On my dual-core machine, this stream class nearly doubled the compression speed of large (100mb and larger) files, when compared to the standard DeflateStream. I don't have any larger multi-core machines so I couldn't test it further. The tradeoff is that the parallel implementation uses more CPU and more memory, and also compresses slightly less efficiently (1% less for large files) because of the sync framing I described above. The performance advantage will vary depending on the I/O throughput on your output stream, and whether the storage can keep up with the parallel compressor threads.
Caveat:
It is a DEFLATE stream, not GZIP. For the differences, read RFC 1951 (DEFLATE) and
RFC 1952 (GZIP).
But if you really NEED gzip, the source for this stream is available, so you can view it and maybe get some ideas for yourself. GZIP is really just a wrapper on top of DEFLATE, with some additional metadata (like Adler checksum, and so on - see the spec). It seems to me that it would not be very difficult to build a
ParallelGzipOutputStream
, but it may not be trivial, either.The trickiest part for me was getting the semantics of Flush() and Close() to work properly.
EDIT
Just for fun, I built a ParallelGZipOutputStream, that basically does what I described above, for GZip. It uses .NET 4.0's Tasks in lieu of QUWI to handle the parallel compression. I tested it just now on a 100mb text file generated via a Markov Chain engine. I compared the results of that class against some other options. Here's what it looks like:
Conclusions:
The GZipStream that's builtin to .NET is pretty fast. It's also not very efficient, and
it is not tunable.
The "BestSpeed" on the vanilla (non-parallelized) GZipStream in DotNetZip is about 20% faster than the .NET builtin stream, and gives about the same compression.
Using multiple Tasks for compression can cut about 45% off the time required on my dual-core laptop (3gb RAM), comparing the vanilla DotNetZip GZipStream to the parallel one. I suppose the time savings would be higher for machines with more cores.
There is a cost to parallel GZIP - the framing increases the size of the compressed file by about 4%. This won't change with the number of cores used.
The resulting .gz file can be decompressed by any GZIP tool.
我的理解是 zip 正在写入(或读取)单个底层流;所以我的假设将是响亮的不;如果您谈论的是单个底层流,则这不可能是线程安全的。
然而;单独的实例与单独的底层流对话应该没问题;事实上,并行运行单独的(不相关的)任务通常比并行单个任务更容易。
My understanding is that the zip is writing to (or reading from) a single underlying stream; so my assumption would be a resounding no; this cannot be thread safe if you are talking about a single underlying stream.
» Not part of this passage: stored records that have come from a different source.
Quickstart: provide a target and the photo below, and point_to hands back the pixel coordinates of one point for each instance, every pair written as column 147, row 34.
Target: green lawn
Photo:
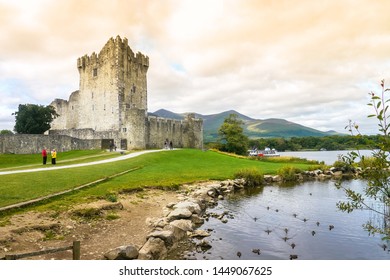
column 161, row 169
column 14, row 162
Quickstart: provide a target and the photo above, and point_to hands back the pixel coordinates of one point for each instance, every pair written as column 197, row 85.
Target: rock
column 268, row 178
column 204, row 245
column 277, row 178
column 200, row 233
column 128, row 252
column 166, row 235
column 185, row 225
column 338, row 173
column 179, row 213
column 195, row 219
column 112, row 206
column 190, row 205
column 153, row 249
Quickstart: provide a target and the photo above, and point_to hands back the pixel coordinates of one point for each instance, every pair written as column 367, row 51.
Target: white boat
column 267, row 152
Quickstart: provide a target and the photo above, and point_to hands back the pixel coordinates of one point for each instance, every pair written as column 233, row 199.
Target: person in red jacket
column 44, row 155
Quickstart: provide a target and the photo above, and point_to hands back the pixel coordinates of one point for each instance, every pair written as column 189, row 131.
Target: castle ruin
column 111, row 104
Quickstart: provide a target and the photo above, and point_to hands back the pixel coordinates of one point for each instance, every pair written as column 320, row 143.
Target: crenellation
column 112, row 102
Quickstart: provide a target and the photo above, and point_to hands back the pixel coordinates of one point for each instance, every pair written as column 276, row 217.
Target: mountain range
column 253, row 128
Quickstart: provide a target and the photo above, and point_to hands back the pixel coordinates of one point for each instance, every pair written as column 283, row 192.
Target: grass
column 162, row 169
column 14, row 162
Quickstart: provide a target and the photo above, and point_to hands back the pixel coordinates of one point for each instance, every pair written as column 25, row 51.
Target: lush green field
column 11, row 162
column 162, row 169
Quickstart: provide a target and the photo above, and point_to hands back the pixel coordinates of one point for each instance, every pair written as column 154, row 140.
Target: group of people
column 53, row 155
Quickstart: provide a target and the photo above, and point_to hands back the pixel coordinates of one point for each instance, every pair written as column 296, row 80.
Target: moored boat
column 267, row 152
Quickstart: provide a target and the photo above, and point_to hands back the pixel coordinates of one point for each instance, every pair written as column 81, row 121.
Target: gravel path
column 124, row 157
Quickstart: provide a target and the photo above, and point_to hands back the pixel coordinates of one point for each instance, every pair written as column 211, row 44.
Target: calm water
column 275, row 219
column 329, row 157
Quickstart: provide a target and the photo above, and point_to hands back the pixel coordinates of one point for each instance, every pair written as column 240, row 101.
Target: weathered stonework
column 111, row 103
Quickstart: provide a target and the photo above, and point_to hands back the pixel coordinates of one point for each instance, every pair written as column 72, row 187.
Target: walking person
column 44, row 155
column 53, row 156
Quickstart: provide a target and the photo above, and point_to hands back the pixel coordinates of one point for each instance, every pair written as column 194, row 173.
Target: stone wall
column 112, row 104
column 34, row 143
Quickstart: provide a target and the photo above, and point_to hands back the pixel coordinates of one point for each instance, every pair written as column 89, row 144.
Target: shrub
column 289, row 173
column 253, row 177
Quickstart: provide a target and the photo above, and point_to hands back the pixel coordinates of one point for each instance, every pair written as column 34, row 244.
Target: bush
column 289, row 173
column 253, row 177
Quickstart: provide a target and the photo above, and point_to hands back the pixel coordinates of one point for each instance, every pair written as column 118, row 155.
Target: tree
column 232, row 137
column 34, row 119
column 375, row 169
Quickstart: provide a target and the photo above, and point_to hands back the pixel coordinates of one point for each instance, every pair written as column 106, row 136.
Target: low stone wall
column 34, row 143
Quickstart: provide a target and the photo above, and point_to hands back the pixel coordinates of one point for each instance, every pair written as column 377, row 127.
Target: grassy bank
column 162, row 169
column 14, row 162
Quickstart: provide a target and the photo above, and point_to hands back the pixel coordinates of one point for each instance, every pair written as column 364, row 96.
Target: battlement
column 114, row 48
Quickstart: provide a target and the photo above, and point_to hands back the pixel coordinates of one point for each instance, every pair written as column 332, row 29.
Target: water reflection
column 284, row 222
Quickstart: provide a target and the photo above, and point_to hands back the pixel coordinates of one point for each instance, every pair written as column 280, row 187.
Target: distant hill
column 253, row 128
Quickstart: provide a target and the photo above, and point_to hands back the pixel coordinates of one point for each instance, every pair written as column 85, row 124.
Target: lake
column 328, row 157
column 300, row 220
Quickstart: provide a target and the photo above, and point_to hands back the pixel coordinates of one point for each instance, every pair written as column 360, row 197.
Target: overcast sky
column 310, row 62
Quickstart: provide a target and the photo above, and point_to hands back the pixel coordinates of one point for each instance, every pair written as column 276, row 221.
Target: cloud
column 307, row 61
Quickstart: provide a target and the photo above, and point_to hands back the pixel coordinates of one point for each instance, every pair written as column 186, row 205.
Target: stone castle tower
column 111, row 104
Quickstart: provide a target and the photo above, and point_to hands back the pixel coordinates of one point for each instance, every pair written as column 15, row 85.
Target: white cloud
column 311, row 63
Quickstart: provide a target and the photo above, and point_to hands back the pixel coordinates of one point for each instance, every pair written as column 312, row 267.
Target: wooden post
column 76, row 250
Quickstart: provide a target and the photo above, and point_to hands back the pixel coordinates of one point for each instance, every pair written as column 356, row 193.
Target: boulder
column 190, row 205
column 153, row 249
column 166, row 235
column 185, row 225
column 179, row 213
column 129, row 252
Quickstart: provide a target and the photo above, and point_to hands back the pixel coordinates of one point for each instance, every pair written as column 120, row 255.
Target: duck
column 256, row 251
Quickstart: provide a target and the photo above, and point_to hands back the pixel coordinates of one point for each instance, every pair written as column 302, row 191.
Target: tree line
column 232, row 139
column 316, row 143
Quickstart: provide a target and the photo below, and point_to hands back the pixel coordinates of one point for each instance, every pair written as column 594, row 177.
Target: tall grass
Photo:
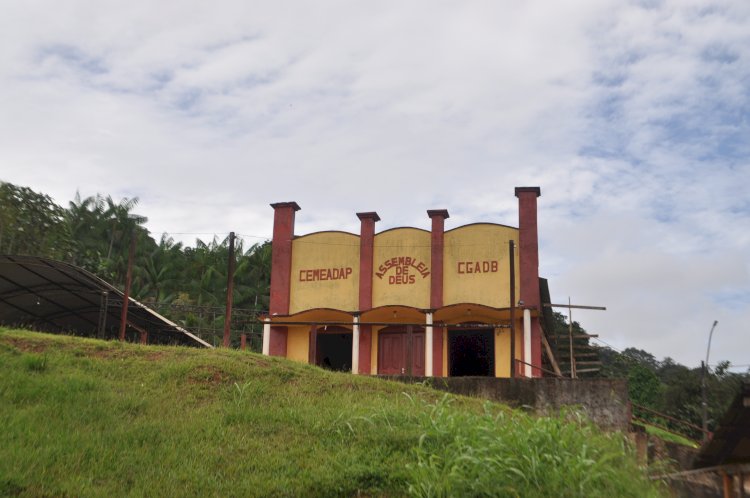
column 500, row 452
column 89, row 418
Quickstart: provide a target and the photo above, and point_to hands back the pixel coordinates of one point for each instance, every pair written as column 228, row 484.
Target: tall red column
column 438, row 217
column 281, row 268
column 366, row 242
column 528, row 263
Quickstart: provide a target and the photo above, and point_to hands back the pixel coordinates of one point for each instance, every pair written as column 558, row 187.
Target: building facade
column 408, row 301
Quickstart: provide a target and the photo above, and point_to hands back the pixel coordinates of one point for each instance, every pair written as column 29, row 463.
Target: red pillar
column 438, row 217
column 281, row 267
column 366, row 242
column 528, row 262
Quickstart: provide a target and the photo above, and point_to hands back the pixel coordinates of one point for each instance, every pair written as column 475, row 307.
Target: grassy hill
column 82, row 417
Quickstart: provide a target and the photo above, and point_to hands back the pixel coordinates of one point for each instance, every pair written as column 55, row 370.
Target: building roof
column 730, row 443
column 53, row 296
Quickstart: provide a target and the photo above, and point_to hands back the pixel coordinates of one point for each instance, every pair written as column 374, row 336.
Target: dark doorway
column 393, row 351
column 334, row 350
column 471, row 353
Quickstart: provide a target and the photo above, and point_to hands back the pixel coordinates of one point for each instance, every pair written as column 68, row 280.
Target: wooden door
column 393, row 352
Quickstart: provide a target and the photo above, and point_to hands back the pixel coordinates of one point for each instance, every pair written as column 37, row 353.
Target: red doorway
column 393, row 351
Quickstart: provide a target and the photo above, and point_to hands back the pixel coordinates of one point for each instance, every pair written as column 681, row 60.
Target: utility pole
column 128, row 280
column 230, row 291
column 704, row 369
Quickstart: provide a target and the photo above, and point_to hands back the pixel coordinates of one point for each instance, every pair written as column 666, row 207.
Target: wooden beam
column 551, row 357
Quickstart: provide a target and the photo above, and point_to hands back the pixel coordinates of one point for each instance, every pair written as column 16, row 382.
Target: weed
column 35, row 362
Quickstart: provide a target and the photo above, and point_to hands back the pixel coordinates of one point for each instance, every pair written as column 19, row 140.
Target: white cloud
column 632, row 117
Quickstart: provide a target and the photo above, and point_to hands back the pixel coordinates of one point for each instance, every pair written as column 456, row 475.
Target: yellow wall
column 502, row 349
column 298, row 344
column 406, row 279
column 475, row 265
column 325, row 272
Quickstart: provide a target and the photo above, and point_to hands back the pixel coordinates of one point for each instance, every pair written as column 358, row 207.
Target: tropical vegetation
column 83, row 417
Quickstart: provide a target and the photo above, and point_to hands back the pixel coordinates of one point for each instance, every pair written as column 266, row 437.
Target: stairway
column 585, row 356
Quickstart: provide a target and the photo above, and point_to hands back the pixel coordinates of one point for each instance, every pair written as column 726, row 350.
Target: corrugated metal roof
column 53, row 296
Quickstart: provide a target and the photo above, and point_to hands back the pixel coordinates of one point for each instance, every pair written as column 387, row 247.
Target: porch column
column 366, row 248
column 281, row 268
column 528, row 263
column 355, row 345
column 437, row 238
column 428, row 346
column 527, row 342
column 266, row 336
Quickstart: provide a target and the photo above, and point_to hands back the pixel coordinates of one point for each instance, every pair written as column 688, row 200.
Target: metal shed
column 57, row 297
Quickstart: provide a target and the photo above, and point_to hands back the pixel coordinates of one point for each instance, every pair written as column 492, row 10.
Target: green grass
column 86, row 418
column 666, row 435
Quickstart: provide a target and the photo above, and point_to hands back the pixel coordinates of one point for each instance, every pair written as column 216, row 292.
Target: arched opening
column 471, row 352
column 333, row 348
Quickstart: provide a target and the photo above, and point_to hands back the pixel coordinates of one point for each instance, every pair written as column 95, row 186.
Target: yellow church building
column 408, row 301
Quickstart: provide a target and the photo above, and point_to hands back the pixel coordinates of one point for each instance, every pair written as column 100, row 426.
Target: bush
column 506, row 453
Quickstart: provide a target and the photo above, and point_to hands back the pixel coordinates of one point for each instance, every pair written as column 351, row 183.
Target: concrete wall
column 604, row 401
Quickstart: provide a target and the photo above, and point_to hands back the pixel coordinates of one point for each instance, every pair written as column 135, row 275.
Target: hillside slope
column 82, row 417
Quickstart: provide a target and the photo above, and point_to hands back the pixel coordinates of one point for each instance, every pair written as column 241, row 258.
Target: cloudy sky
column 632, row 117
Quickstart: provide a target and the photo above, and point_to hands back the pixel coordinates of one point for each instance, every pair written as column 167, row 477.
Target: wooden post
column 103, row 305
column 511, row 251
column 573, row 374
column 128, row 279
column 551, row 356
column 741, row 478
column 230, row 291
column 727, row 481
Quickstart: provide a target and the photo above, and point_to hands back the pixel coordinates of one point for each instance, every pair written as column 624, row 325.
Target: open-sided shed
column 58, row 297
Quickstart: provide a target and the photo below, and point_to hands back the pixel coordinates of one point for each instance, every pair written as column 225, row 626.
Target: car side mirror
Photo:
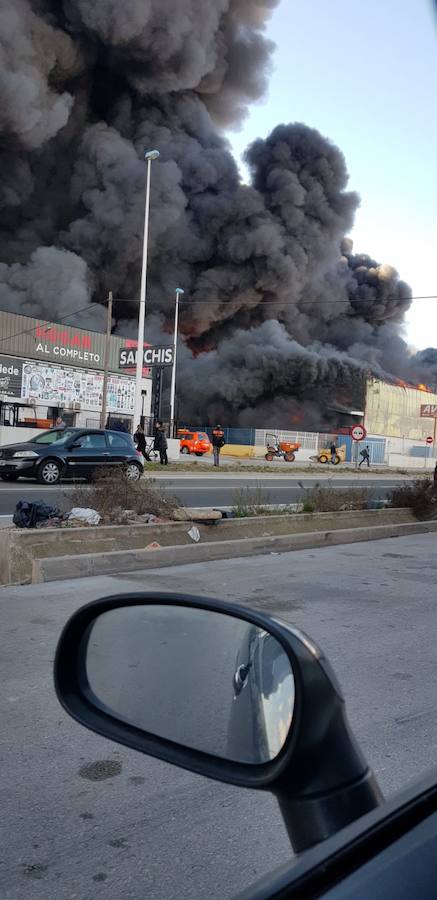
column 223, row 691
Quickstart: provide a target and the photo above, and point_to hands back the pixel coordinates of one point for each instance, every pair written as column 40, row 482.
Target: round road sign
column 358, row 432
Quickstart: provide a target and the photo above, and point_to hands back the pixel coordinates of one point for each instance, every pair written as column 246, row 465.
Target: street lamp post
column 149, row 156
column 178, row 293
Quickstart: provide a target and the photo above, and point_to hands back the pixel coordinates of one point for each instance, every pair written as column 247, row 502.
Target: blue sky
column 364, row 72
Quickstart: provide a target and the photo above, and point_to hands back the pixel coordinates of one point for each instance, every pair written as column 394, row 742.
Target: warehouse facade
column 49, row 369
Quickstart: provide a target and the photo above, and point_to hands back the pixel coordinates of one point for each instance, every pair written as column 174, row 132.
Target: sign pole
column 106, row 364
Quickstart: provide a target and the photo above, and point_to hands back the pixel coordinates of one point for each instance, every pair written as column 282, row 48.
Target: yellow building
column 394, row 411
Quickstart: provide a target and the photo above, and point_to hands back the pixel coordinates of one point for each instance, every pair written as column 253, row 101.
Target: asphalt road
column 203, row 490
column 83, row 818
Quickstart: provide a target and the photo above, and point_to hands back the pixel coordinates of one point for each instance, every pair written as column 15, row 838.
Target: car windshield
column 53, row 437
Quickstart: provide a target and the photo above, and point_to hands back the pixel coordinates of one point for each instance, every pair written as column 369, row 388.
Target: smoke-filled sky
column 387, row 90
column 277, row 305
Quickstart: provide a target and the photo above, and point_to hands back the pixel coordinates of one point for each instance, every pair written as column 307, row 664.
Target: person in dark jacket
column 160, row 443
column 218, row 441
column 365, row 456
column 140, row 440
column 333, row 449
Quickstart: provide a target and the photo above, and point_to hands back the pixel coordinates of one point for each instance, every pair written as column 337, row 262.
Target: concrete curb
column 119, row 561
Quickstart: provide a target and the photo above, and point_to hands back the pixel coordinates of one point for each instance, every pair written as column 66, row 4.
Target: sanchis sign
column 153, row 356
column 428, row 411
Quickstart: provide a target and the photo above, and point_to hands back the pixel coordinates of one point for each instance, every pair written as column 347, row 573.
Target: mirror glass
column 202, row 679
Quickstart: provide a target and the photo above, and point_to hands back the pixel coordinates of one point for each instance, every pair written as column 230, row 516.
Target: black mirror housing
column 320, row 776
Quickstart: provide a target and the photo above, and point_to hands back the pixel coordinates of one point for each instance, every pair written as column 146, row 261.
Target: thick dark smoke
column 277, row 306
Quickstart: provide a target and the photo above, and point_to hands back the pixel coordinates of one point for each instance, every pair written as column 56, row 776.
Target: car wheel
column 49, row 472
column 133, row 472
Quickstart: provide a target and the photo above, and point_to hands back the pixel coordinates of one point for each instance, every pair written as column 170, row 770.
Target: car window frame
column 126, row 440
column 65, row 435
column 87, row 434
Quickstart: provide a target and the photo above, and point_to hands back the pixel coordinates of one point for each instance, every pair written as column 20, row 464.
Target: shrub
column 325, row 498
column 111, row 492
column 420, row 496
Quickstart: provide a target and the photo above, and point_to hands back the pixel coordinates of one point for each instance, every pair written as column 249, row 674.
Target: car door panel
column 92, row 452
column 393, row 846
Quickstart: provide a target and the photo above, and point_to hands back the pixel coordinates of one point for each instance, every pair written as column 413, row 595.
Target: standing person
column 365, row 456
column 218, row 441
column 140, row 440
column 160, row 443
column 333, row 449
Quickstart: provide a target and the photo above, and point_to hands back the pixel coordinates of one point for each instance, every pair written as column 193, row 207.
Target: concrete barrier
column 23, row 552
column 130, row 561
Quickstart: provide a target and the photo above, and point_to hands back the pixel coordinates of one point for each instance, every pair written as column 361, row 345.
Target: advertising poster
column 10, row 376
column 60, row 387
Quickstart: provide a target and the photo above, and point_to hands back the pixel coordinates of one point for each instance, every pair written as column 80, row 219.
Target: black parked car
column 69, row 453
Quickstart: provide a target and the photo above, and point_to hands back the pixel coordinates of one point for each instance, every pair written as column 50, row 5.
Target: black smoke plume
column 279, row 314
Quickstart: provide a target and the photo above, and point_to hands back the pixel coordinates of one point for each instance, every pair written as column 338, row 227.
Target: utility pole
column 106, row 366
column 149, row 156
column 178, row 293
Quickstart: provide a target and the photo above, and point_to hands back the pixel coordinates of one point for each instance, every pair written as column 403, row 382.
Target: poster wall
column 60, row 387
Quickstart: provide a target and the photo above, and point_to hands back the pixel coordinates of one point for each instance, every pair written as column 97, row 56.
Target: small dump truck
column 325, row 456
column 277, row 449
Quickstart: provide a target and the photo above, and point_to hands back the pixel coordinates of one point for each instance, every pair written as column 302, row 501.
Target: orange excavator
column 277, row 449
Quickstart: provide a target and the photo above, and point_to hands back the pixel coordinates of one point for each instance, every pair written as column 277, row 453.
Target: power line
column 301, row 301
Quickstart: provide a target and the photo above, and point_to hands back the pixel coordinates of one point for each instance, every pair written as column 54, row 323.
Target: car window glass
column 52, row 437
column 117, row 440
column 90, row 441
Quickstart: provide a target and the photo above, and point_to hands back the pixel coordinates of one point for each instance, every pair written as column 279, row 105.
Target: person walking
column 218, row 441
column 140, row 440
column 333, row 449
column 365, row 456
column 160, row 443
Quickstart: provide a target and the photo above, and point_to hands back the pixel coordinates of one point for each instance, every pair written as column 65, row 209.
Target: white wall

However; separate instances talking to separate underlying streams should be fine; and indeed it is usually easier to run separate (unrelated) tasks in parallel than it is to parallelise a single task.
在对类进行编码时,确保所有静态成员都是线程安全的是标准做法。所以我认为你不太可能因为这个问题而遇到问题。当然,如果您计划从不同线程使用相同
GZipOutputStream
,那么这肯定会出现问题,因为该类的实例成员不是线程安全的。您可以做的是创建一个线程安全的中间人
Stream
类(想想装饰器模式)并将其传递给GZipOutputStream
。这个自定义流类(称为 ThreadSafeStream )本身会接受一个 Stream 实例,并使用适当的机制来同步对其的访问。您将为每个线程创建一个
GZipOutputStream
实例,并且它们都将共享相同的ThreadSafeStream
包装器实例。我怀疑 ThreadSafeStream 方法中可能会存在很多瓶颈,但您应该能够从中获得一些并行性。It is standard practice to make sure all static members are thread-safe when coding classes. So I would think it is very unlikely that you would have a problem due to that issue. Of course, if you plan on using the same
GZipOutputStream
from different threads then that would definitely be problematic since instance members of that class are not thread-safe.What you might be able to do is to create a thread-safe middleman
Stream
class (think decorator pattern) and pass that to theGZipOutputStream
. This custom stream class, call itThreadSafeStream
, would itself accept aStream
instance and would use the appropriate mechanisms to synchronize access to it.You will create one
GZipOutputStream
instance for each thread and they will all share the sameThreadSafeStream
wrapper instance. I suspect there will probably be a lot of bottlenecking in theThreadSafeStream
methods, but you should be able to gain some parallelism from this.